One out of every six Americans has an unpaid medical bill on their credit report, amounting to $81bn in debt nationwide, while about one in 12 Americans went without any medical insurance throughout 2018. Even as many Americans struggle to afford health insurance coverage in the first place, those that have it are not insulated from facing massive debt due to medical bills.

“I have insurance through my job but it has a high premium and high deductible. I have to pay $450 a month. When you think about living paycheck to paycheck, $450 is a lot of money. I’m barely making it. Some bills don’t get paid every month,” said Mary Cross of Detroit, Michigan, who has filed for bankruptcy twice since early 2013 when she was admitted to the hospital for pneumonia, required lung surgery and was diagnosed with sarcoidosis, an inflammatory disease.

“I’m currently struggling to stay afloat now due to having surgery this past January,” added Cross, 51. “I’ve been getting constant calls from the billing department at the hospital where I had surgery.”

In Savannah, Georgia, a 35-year-old man who requested to remain anonymous to avoid being associated with a bankruptcy, recently found himself homeless and jobless due to prolonged hospital stays and hundreds of thousands of dollars in medical debt.

A type 1 diabetic for years, he had to reduce his work hours for a cellular retail store when trouble regulating his blood sugar resulted in a toe amputation in April 2019.

“I had to cut my work hours so bills were harder to pay. But in July 2019 I was admitted to the hospital again and I was fired from my job because I was in the hospital. I lost my insurance. They amputated my leg, which means I still can’t work,” he said.

When he lost his job due to the prolonged hospital stay and leg amputation, his employer offered Cobra, a health insurance program for employees who lose their job or have a reduction in work hours, but he couldn’t afford it. He is currently working on trying to file bankruptcy to release the medical debt he’s accrued from amputations this year and he lost his house in October 2019 as a result.

“I have amassed over $400,000 in medical bills I need to pay, and still have at least six months before I get a disability hearing. So I owe over $400,000 in medical bills, have lost my house and I live on the street now, with no end in sight,” he said.

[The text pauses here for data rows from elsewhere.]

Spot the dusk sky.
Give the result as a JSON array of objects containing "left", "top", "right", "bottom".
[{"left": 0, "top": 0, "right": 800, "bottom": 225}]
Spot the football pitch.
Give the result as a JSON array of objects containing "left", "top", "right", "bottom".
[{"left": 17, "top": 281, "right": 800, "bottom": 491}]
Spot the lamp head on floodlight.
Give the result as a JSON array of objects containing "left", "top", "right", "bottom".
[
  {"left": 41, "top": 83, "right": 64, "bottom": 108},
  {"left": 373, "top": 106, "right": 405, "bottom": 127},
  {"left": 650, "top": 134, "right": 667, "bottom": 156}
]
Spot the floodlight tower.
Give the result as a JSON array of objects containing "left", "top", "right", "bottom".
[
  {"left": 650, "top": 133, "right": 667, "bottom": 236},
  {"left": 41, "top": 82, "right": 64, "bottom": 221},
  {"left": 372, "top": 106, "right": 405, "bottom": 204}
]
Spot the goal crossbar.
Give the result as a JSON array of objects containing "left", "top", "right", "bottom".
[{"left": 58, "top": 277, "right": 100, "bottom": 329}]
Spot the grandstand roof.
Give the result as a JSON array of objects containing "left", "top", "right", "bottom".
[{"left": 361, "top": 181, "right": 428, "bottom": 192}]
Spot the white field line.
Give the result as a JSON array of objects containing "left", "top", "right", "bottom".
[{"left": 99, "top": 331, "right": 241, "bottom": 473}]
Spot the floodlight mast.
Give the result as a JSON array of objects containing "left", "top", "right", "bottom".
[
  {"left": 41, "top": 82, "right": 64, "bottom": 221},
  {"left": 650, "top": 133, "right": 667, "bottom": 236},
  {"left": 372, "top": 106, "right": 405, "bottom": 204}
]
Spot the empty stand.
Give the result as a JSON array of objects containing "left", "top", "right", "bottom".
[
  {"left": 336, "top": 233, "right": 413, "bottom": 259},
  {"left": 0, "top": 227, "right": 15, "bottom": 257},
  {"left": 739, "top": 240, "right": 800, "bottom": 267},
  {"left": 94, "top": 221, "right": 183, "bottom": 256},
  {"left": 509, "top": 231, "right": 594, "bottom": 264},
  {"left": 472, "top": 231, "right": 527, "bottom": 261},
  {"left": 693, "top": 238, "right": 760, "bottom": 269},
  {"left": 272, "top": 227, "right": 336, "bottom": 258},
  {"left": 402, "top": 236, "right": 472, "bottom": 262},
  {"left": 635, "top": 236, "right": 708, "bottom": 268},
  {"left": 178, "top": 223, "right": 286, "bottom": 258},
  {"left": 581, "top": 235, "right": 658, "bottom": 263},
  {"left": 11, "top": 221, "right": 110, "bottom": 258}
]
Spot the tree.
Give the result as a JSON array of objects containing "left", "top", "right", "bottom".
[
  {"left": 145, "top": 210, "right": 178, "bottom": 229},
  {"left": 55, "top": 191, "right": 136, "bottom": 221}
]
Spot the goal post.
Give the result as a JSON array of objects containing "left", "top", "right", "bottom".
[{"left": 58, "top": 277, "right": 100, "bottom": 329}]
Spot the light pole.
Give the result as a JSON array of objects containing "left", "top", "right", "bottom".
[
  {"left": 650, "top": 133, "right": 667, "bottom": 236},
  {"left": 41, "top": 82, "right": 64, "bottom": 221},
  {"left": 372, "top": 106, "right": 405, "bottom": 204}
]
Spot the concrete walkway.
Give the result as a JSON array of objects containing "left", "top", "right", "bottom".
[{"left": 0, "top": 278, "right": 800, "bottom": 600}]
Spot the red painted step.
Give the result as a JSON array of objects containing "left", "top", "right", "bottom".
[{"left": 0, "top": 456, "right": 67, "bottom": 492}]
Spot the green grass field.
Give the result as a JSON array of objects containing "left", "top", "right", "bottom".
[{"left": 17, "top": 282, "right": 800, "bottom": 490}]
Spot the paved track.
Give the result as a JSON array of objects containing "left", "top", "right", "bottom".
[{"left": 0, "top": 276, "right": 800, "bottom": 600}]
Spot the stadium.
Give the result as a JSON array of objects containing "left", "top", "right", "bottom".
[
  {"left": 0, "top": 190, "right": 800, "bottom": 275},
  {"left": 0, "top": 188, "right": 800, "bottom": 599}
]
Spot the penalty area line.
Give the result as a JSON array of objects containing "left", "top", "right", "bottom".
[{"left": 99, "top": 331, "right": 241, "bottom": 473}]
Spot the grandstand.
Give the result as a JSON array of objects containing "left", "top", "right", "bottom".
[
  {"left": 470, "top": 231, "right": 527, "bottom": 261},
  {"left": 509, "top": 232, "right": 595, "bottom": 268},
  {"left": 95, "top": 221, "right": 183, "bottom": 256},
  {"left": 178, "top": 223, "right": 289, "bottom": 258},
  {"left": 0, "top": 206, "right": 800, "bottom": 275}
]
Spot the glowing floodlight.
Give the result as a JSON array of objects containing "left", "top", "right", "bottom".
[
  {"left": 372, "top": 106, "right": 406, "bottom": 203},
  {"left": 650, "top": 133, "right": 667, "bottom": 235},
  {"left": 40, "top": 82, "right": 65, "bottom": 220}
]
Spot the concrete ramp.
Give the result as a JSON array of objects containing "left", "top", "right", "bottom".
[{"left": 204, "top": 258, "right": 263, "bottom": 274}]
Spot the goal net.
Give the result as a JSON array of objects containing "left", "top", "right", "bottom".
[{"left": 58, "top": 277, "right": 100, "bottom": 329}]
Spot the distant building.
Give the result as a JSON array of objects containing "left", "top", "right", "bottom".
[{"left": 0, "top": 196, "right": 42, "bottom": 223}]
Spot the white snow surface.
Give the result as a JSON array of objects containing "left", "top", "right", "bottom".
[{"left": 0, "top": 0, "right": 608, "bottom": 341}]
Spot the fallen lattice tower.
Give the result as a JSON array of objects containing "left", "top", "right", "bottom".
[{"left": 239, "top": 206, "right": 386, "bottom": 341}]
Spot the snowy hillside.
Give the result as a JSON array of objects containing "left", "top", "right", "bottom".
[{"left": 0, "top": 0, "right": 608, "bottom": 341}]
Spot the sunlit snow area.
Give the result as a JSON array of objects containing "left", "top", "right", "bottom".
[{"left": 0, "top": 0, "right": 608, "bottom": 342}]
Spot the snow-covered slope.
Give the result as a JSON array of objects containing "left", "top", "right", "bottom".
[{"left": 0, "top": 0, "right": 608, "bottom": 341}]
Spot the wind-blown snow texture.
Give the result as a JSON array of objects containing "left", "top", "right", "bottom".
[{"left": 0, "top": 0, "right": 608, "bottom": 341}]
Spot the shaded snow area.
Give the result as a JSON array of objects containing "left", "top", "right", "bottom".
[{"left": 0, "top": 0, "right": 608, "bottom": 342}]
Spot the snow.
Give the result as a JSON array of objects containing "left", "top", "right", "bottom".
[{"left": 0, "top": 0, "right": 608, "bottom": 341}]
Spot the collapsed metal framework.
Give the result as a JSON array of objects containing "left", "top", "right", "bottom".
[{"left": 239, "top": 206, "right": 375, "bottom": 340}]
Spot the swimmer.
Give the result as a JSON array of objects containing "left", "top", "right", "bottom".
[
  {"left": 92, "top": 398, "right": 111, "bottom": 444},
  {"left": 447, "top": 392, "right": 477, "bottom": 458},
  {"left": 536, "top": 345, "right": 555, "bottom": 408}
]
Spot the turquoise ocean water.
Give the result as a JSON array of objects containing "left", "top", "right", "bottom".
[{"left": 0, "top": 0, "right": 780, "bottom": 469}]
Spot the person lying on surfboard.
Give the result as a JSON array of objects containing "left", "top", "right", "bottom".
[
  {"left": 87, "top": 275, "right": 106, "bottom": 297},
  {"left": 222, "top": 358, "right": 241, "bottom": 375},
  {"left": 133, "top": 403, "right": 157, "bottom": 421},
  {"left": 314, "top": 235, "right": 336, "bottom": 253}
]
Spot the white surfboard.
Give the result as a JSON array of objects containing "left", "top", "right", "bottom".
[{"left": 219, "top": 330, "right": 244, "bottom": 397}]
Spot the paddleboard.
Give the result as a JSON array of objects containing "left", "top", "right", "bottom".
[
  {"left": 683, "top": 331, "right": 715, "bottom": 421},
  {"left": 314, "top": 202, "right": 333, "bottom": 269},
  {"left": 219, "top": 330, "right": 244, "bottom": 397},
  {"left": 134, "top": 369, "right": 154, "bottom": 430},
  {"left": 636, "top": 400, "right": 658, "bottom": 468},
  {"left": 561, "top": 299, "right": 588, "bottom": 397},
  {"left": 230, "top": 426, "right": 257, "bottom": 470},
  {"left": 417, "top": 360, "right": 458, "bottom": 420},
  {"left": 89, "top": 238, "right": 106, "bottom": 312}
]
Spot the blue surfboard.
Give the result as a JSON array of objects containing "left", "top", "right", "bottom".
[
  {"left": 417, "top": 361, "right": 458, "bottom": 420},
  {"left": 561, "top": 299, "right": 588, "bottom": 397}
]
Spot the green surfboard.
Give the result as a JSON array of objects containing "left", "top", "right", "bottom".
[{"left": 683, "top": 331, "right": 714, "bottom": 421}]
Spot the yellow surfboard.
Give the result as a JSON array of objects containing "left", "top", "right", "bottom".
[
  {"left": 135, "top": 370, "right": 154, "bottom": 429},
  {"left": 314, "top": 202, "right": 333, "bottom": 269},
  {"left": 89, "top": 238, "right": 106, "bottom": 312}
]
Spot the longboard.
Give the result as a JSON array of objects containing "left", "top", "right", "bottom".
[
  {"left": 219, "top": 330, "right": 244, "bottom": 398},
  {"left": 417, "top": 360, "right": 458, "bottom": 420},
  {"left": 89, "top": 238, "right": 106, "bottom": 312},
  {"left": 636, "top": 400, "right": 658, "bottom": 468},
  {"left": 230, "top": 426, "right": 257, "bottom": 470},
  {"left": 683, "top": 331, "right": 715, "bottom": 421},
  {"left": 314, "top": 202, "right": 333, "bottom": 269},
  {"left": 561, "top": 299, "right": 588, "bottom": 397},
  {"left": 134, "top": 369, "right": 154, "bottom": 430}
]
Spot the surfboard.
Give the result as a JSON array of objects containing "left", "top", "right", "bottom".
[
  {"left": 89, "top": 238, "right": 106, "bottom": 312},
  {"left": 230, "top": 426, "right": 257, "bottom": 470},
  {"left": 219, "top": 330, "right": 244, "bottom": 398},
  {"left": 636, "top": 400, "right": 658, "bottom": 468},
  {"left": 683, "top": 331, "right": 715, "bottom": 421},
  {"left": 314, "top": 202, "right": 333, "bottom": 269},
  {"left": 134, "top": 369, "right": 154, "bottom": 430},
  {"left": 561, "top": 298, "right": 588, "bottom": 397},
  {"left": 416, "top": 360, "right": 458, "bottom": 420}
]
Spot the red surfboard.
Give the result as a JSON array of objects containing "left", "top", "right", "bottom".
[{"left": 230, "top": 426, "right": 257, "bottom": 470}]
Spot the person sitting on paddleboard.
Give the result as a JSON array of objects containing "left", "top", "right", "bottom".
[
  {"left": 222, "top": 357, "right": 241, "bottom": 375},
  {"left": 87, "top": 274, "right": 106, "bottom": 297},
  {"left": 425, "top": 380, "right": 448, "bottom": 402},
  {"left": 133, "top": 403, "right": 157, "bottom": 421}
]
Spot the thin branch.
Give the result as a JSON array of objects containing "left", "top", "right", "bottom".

Just outside of Chicago, Illinois, Jessica Hillman filed for bankruptcy in 2016 due to medical debt accrued from battling a seizure disorder, despite having health insurance coverage for the majority of her treatment.

“I had thousands of dollars in various medical debt which made the majority of my claim. The last bill I got that really pushed me toward the bankruptcy was for a routine lab test that my insurance refused to approve because of a billing mistake. That bill was about a thousand dollars,” Hillman said. “I couldn’t work and had no way to pay these.”

At the time, Hillman was receiving several collection notices in the mail for past hospital stays and tests amounting to several thousand dollars, often having no knowledge of the bills that health insurance didn’t cover until receiving the collection notices.

“One of the biggest hurdles you face as a patient is just the sheer confusion of the process. You think you just show up and present your card, sometimes pay a copay, and that’s it. You don’t expect all these plan limitations and authorizations,” Hillman added. “What are you going to do if your authorization gets denied? You don’t really have a choice to not go get care. All these processes that are in the finest of fine print. And sometimes it feels like you are literally paying for nothing.”